Alex Kuprienko of Anchorage told Channel 2 on Sunday that he was out for a hike around 2 p.m. Saturday when he saw something odd in a field of fresh avalanche debris.
"Honestly at first I thought it was a kid playing around in the snow, didn't think much of it," Kuprienko said.
But with nobody else in sight, he decided to take a closer look.
"It wasn't just adding up," Kuprienko said. "I went up, and sure enough, there was a guy buried in the snow with his legs sticking up. So he was on his back, face up, but obviously head down into the snow."
A post from the Chugach National Forest Avalanche Information Center says the victim’s head was 2 to 3 feet below ice and snow chunks large enough to provide air pockets for the victim to breathe.
"It was a miracle because I looked up just the time that he raised his legs up, because otherwise, I would have just missed him."
Once Kuprienko realized what he was seeing and the urgency of the situation set in, he quickly got to work.
"I didn't have my gloves on, and I didn't want to waste time putting them on, so I just kind of went to town digging him out. So obviously my hands were kind of frozen at some point. I figure he feels much worse than I do, so I didn't want to stop and get my gloves on."
But as he worked to free the man from the snow, another question plagued him — was the man alone?

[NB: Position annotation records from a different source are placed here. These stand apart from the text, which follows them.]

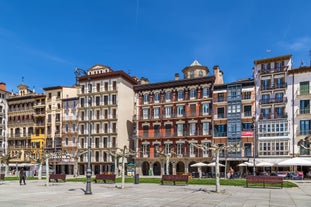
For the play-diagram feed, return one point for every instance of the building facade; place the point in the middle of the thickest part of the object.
(106, 108)
(172, 115)
(3, 119)
(273, 108)
(300, 86)
(234, 113)
(54, 114)
(21, 124)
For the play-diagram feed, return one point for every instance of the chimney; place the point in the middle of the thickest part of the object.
(144, 81)
(218, 75)
(2, 86)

"I was afraid that he wasn't alone and that somebody else was there that I can't even see. I was scanning the debris, trying to figure out if there was anybody else or any kind of gloves or ... hats or something like that."
Kuprienko says the man was buried in the snow for over an hour.

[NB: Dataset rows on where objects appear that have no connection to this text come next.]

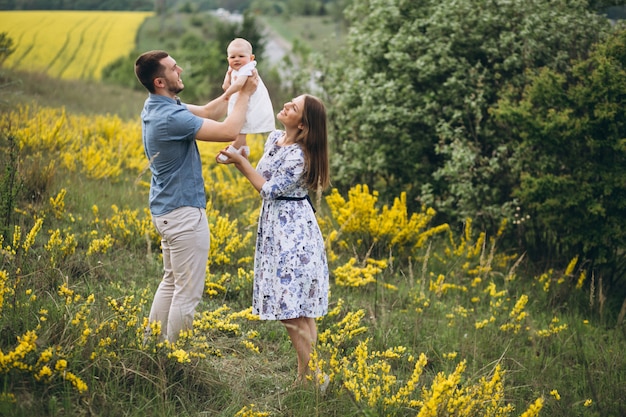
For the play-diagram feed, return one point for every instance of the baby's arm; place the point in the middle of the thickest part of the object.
(226, 82)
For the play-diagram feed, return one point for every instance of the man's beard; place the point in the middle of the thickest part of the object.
(175, 89)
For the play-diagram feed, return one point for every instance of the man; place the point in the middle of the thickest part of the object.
(177, 198)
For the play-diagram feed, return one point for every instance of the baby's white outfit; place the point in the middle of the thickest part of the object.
(260, 115)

It took him about five minutes to free the man, according to the Avalanche Information Center.
"I couldn't believe it when I pulled him out," Kuprienko said.

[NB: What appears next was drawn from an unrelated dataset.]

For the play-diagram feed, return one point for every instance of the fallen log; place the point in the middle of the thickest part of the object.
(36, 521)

He says the man was dressed appropriately for the weather and conditions, but his layers were soaked through.
"The victim was alive, conscious, very cold and hypothermic," according to the CNFAIC post.
Once the man was freed from the packed snow and ice, Kuprienko called 911 and assisted him to the Glen Alps parking lot Anchorage Fire Department paramedics were waiting, according to the Avalanche Information Center.
Kuprienko, who says he's taken an avalanche awareness course, hopes this story will inspire others to do the same. He says his training is what alerted him to something amiss.
"They teach you a lot. That's why I was scanning the avalanche debris that I saw that just happened recently," Kuprienko said of his avalanche awareness training. "Obviously it doesn't happen in 99.9 percent of them, but just like yesterday, you might pull that ticket."